A method of manufacturing a porous body of the present invention is capable of manufacturing the porous body having a high open porosity and a small thermal expansion coefficient, and the method is preferably usable in manufacturing a filter such as a diesel particulate filter or a catalyst carrier.

Claims

1. A method of manufacturing a porous body, comprising: firing a raw material including an aluminum source and a titanium source to obtain the porous body containing aluminum titanate as a main component,

wherein the raw material further includes inorganic micro balloons containing an aluminum component and/or a silicon component.

2. The method of manufacturing the porous body according to claim 1, wherein the total content of the aluminum component and the silicon component in the inorganic micro balloons is 90 mass % or more in terms of Al2O3 and SiO2, respectively.

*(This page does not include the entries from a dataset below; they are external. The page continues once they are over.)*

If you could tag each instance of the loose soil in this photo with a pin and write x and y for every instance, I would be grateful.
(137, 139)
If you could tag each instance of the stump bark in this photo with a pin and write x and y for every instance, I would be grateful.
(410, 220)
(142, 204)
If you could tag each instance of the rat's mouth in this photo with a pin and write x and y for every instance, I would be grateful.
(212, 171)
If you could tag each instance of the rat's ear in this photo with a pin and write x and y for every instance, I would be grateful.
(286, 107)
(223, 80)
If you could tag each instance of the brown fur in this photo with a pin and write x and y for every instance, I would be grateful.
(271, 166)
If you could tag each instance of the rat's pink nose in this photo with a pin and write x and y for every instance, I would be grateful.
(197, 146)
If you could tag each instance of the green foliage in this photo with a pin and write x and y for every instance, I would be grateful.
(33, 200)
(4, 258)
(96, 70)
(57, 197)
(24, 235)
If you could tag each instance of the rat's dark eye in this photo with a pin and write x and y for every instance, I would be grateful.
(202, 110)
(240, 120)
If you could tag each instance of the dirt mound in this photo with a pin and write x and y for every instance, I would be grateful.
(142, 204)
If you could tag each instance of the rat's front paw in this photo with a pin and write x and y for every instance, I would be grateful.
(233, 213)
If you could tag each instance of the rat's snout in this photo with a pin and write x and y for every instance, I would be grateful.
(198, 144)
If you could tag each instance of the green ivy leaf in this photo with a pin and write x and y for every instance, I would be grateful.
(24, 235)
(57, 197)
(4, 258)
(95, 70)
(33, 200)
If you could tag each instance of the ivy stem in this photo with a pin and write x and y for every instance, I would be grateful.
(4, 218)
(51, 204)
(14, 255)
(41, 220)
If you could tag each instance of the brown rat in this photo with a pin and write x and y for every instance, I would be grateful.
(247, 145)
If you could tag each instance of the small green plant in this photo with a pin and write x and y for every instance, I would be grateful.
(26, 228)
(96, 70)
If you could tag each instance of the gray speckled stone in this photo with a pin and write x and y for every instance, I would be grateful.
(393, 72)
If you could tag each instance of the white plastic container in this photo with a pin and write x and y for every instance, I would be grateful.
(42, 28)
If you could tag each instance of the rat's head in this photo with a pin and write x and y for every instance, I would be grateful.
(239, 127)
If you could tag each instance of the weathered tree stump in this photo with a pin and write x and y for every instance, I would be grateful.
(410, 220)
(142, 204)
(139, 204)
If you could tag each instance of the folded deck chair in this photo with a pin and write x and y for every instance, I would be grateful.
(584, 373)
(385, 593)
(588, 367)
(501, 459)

3. The method of manufacturing the porous body according to claim 2, wherein the inorganic micro balloons contain a sodium component and/or a potassium component, and the total content of the sodium component and the potassium component in the micro balloons is 0.5 mass % or more and 8.0 mass % or less in terms of Na2O and K2O, respectively.

4. The method of manufacturing the porous body according to claim 1, wherein a melting point of the micro balloons is 1100° C. or more.

5. The method of manufacturing the porous body according to claim 2, wherein a melting point of the micro balloons is 1100° C. or more.

6. The method of manufacturing the porous body according to claim 3, wherein a melting point of the micro balloons is 1100° C. or more.